DAVID: B-. Gene Kelly is among the two best dancers in the history of cinema with Fred Astaire, of course, being the other. Kelly was more physical and muscular than what most people think of dancers. He was quite charming and how can anyone hate that wonderful smile? During his career in Hollywood, Kelly fancied himself a visionary. An American in Paris is a perfect example. Kelly wanted a lengthy ballet-heavy dance performance that showcased Paris through the works of French impressionist paintings so that's what he did in the final number leading to the conclusion of this film. The concept is admirable, but the implementation is quite frankly boring – and it goes on for 16 minutes.

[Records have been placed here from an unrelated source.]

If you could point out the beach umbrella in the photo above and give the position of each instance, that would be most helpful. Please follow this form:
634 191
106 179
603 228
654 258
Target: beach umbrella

I'm not a fan of musicals though there are some I greatly enjoy including Singin' in the Rain with Kelly (which also at one point spends more than 20 minutes on a daydream/dance that has little to do with that movie's plot). An American in Paris is a good film. Why else would I give it a B-? But it's certainly not a classic. Also, unfortunately it was a leader in Hollywood's move away from film noir toward lighter movies in the 1950s. The plot is basic as are the characters in the movie. Kelly wants to be a great painter, but is offended when a rich socialite takes an artistic and sexual interest in him. Kelly has two buddies: one wants to be a concert pianist and the other a cabaret singer. There's a simplistic love triangle with a happy ending. Leslie Caron, the female lead and the girl Kelly wants, could dance, but was a lousy actress. I've never understood her appeal as she always seemed way too young for her love interests. Her characters never have any depth, which is probably why she was in this film. I don't buy for a second the contention that a musical doesn't need to have a plot, and that we should primarily concern ourselves with the singing and dancing. When the music stops, why should our enjoyment or interest stop with it? The songs are good, the dancing – except the final one – is also entertaining, the scenery is magnificent and, as usual, MGM spared no expense when it came to the color of its big-time productions. It's good, but it's not a movie I'd ever seek out to watch.